Peng, Ting; Tao, Xinyuan; Xia, Zhujun; Hu, Shufan; Xue, Juan; Zhu, Qiuyu; Pan, Xing; Zhang, Qiang; Li, Shan.
Afiliación
  • Peng T; College of Life Science and Technology, Huazhong Agricultural University, Wuhan, Hubei 430070, China; Institute of Infection and Immunity, Taihe Hospital, Hubei University of Medicine, Shiyan, Hubei 442000, China; College of Biomedicine and Health, Huazhong Agricultural University, Wuhan, Hubei 4300
  • Tao X; College of Life Science and Technology, Huazhong Agricultural University, Wuhan, Hubei 430070, China; College of Biomedicine and Health, Huazhong Agricultural University, Wuhan, Hubei 430070, China.

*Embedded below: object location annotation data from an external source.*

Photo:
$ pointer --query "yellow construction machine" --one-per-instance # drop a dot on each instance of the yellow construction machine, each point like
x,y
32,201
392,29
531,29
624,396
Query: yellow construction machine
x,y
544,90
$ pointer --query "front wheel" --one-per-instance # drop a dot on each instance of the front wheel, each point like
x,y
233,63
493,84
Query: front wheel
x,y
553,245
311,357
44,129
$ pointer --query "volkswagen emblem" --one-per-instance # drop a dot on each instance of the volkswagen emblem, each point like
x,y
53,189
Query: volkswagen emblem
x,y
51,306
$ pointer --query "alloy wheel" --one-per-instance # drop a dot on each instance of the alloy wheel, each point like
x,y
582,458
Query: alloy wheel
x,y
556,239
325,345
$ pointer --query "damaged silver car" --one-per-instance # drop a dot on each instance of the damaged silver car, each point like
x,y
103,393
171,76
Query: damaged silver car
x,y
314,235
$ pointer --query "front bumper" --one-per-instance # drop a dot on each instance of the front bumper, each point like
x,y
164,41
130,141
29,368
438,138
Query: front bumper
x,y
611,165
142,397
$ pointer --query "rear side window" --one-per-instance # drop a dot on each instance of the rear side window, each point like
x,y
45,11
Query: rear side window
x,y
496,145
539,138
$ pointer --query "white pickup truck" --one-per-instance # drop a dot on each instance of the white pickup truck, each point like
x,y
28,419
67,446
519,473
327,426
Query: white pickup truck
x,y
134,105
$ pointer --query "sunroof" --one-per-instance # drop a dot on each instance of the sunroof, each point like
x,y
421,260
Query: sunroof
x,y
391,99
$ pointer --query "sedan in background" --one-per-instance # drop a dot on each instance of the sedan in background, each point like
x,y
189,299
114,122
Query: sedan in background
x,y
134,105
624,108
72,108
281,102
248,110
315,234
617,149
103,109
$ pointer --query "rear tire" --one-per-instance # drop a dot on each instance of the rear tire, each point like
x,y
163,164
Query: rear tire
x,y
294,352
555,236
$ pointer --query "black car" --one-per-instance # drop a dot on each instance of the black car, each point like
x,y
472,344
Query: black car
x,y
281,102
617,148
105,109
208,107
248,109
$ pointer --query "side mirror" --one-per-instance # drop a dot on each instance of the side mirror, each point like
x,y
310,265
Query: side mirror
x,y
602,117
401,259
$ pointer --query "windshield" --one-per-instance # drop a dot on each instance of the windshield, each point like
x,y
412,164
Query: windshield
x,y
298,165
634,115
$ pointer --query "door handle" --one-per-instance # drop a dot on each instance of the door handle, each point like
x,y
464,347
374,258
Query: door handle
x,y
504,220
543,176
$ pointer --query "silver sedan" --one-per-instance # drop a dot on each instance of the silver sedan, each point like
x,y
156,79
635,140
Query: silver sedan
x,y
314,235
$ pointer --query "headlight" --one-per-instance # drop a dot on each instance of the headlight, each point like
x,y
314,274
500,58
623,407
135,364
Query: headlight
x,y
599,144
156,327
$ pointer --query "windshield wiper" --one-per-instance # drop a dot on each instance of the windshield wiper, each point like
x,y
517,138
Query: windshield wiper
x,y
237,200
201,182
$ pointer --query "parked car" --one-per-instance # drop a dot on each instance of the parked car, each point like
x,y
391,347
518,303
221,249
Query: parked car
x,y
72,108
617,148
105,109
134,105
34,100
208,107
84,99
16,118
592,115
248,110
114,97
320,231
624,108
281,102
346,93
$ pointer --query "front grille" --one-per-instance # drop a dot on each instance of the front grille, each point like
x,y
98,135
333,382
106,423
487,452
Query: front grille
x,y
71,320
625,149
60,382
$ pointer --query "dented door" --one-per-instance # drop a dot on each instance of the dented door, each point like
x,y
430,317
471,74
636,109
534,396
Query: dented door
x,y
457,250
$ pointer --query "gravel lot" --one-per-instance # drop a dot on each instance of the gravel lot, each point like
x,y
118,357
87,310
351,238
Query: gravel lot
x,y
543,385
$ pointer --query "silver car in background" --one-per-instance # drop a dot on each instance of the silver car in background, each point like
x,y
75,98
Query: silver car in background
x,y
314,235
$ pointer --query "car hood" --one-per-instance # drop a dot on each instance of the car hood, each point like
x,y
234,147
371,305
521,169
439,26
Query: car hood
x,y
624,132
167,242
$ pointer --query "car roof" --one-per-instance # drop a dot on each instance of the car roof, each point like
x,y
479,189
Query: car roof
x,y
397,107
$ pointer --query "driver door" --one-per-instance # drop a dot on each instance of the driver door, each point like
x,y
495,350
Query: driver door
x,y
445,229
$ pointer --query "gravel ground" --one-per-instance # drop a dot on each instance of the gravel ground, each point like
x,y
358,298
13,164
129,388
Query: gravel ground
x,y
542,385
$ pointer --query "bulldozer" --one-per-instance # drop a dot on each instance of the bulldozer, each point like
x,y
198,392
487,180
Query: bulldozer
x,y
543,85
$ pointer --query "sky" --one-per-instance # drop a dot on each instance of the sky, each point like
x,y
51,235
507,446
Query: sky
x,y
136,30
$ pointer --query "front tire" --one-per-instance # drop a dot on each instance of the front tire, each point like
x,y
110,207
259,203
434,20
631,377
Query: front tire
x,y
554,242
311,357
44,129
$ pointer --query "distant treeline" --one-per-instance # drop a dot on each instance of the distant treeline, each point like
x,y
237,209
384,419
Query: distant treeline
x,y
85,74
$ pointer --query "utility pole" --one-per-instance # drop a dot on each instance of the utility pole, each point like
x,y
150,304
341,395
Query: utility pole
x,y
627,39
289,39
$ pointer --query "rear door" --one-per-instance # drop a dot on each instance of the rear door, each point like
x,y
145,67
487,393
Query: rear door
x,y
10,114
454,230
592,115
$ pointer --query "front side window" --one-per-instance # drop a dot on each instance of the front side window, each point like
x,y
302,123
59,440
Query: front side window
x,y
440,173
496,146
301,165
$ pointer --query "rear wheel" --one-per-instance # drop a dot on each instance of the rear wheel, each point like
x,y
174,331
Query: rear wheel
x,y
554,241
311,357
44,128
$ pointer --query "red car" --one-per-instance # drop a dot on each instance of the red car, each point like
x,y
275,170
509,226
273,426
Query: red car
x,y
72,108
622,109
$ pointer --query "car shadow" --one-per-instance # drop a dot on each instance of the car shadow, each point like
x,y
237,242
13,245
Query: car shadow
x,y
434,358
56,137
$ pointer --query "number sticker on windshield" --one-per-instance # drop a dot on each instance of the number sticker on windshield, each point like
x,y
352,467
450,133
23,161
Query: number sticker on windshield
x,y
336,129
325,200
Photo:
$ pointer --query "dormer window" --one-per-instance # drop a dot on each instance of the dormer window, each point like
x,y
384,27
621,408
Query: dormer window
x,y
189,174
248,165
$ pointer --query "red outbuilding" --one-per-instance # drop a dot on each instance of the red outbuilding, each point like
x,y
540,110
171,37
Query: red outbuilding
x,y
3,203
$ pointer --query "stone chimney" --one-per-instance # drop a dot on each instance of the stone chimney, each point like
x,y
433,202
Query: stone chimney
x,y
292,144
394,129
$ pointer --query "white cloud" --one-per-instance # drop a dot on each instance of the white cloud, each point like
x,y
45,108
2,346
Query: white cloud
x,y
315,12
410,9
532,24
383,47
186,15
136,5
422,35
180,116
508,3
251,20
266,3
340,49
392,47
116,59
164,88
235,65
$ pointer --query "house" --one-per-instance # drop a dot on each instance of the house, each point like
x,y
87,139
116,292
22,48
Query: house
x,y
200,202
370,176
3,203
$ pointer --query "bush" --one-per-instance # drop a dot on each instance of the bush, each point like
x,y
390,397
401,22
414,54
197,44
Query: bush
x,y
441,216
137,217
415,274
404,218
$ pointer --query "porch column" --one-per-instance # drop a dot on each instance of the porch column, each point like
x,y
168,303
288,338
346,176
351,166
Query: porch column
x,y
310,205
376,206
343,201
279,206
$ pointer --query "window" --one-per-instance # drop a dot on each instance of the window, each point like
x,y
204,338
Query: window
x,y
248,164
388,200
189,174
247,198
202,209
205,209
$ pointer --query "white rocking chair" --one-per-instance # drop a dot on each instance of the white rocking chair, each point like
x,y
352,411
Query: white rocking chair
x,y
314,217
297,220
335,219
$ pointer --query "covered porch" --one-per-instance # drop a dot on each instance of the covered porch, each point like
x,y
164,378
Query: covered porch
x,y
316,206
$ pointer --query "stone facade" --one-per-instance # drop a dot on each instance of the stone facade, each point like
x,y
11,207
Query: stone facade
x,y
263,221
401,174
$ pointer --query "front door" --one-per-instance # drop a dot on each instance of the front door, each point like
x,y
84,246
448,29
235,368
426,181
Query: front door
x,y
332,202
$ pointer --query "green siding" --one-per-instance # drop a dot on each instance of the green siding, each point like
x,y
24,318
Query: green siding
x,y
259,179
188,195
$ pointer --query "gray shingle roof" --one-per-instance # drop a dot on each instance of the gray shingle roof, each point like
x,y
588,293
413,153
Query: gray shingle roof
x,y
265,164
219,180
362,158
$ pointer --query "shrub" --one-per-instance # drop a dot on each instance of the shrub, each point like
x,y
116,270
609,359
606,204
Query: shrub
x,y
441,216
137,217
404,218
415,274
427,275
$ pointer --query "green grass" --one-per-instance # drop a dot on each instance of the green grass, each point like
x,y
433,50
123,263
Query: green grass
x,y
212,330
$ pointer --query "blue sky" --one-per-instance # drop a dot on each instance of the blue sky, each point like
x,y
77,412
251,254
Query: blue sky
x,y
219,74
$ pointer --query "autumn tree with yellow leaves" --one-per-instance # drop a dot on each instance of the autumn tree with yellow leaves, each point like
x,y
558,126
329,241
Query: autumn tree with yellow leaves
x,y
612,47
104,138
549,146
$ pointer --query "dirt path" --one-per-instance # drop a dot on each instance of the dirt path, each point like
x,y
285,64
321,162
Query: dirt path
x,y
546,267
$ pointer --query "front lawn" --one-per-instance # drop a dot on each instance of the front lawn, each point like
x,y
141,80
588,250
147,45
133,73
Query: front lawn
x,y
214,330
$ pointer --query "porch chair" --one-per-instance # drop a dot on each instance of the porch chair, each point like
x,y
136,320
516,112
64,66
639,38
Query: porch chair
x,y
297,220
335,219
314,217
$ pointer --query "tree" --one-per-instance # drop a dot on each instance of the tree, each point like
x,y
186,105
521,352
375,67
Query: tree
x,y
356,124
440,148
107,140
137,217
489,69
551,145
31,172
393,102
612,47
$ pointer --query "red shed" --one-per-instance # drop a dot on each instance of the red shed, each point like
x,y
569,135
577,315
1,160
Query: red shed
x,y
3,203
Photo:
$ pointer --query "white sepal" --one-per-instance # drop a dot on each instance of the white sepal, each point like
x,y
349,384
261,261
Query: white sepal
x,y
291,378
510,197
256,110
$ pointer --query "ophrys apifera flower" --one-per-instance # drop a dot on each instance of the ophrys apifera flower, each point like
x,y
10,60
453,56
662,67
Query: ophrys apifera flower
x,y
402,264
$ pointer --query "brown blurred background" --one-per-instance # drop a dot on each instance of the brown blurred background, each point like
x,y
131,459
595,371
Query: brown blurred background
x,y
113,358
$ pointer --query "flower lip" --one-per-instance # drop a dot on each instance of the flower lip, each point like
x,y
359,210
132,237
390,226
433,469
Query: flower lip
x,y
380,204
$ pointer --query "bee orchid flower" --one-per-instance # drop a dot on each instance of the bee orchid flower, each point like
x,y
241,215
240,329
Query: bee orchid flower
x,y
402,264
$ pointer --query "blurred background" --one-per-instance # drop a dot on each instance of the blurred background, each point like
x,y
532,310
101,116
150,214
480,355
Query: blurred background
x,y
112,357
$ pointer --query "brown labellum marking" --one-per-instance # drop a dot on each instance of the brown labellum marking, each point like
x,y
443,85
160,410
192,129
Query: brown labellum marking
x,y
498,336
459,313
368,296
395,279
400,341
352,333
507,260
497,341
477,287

  • Xia Z; College of Life Science and Technology, Huazhong Agricultural University, Wuhan, Hubei 430070, China; College of Biomedicine and Health, Huazhong Agricultural University, Wuhan, Hubei 430070, China.
  • Hu S; College of Life Science and Technology, Huazhong Agricultural University, Wuhan, Hubei 430070, China; College of Biomedicine and Health, Huazhong Agricultural University, Wuhan, Hubei 430070, China.
  • Xue J; Institute of Infection and Immunity, Taihe Hospital, Hubei University of Medicine, Shiyan, Hubei 442000, China.
  • Zhu Q; College of Life Science and Technology, Huazhong Agricultural University, Wuhan, Hubei 430070, China; College of Biomedicine and Health, Huazhong Agricultural University, Wuhan, Hubei 430070, China.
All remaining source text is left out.